Deirdre Saoirse Moen

Sounds Like Weird

Baen, Heinlein, and Me

11 March 2014

I’m a (very minor) Baen author. I’m embarrassed by this. Honestly, I couldn’t read the whole thing. I got to this pair of sentences and bounced out:

Of course we all read Heinlein and have an opinion about his work. How can you be a fan and not?

Easy peasy. Life is short.
I don’t like Heinlein’s work, generally speaking.
His female characters were, well, not believable female characters to me. On the other hand, as Rick pointed out when I had wound up to quite a rant one day: Heinlein wrote female main (and major) characters at a point in time when few other people did. So, credit where it’s due. He tried. Maybe not very hard, but he tried at a time when few others even bothered.
All the Heinlein stories that I do like are neatly collected into this anthology. “The Man Who Traveled in Elephants” and “And He Built a Crooked House,” for example.
What I dislike even more than some of Heinlein’s stuff is some Heinlein fans. My least favorite group to interact with in fandom is The Heinlein Society. Why?
Because when I told them that I didn’t want to have single-author panels for next year’s convention, they went to the chair of a convention I was attending to get her to help them lobby me (in person, live) to change my policy. After that, I never wanted to speak to them again. Never got an apology, either.
I don’t believe in single-author panels for two reasons:

  1. Panels should be about conversations that expand the audience’s appreciation about a topic. Single-author panels only appeal to big fans of that particular author, and thus have a more-limiting maximum audience than a broader topic.
  2. I consider it disrespectful to the Writer Guest of Honor to have single-author panels that aren’t about the WGoH’s own work. (In the case of someone like Scalzi, including a discussion of Heinlein influences in Scalzi’s work would be a two-author panel, but I’d be okay with that kind of thing, sure.)

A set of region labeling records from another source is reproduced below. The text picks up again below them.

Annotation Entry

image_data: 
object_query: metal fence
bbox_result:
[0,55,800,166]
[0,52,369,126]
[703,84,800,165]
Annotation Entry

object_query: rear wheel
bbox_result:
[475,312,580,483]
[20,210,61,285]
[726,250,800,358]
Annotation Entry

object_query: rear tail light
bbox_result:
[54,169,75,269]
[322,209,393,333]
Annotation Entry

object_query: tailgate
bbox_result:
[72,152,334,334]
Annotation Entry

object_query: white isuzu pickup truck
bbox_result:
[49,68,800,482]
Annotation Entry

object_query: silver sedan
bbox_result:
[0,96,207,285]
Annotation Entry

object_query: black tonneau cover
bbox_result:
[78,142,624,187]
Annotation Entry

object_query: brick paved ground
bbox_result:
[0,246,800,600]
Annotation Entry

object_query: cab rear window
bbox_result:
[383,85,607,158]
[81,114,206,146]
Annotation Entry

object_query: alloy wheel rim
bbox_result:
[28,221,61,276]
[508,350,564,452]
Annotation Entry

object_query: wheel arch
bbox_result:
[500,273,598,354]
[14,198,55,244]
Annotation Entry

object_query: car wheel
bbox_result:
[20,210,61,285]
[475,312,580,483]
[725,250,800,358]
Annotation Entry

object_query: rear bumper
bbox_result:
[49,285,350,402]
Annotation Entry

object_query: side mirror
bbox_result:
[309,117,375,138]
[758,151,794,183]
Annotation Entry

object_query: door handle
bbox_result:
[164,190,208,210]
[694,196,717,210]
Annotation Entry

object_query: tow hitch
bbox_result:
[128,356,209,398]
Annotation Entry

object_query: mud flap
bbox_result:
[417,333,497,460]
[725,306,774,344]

One of the things various Heinlein fans have said to me over the years is that Heinlein wrote about his wife Virginia, usually followed by something like therefore he must understand women.
My usual response to that is, “So she married her rapist?” Somehow the topic always drops after that. Mind you, she only married the “good” rapist. IMHO, for a much better book with some Friday-esque themes in it (and without that problematic ending), Paulo Bacigalupi’s The Windup Girl is a far better book.
Let’s just say there are reasons that BASFA occasionally auctions off a used copy of Friday, someone drives over it or otherwise abuses it, then it gets re-donated to be re-auctioned. Maybe it’s time to scour the local used bookstores for a fresh copy.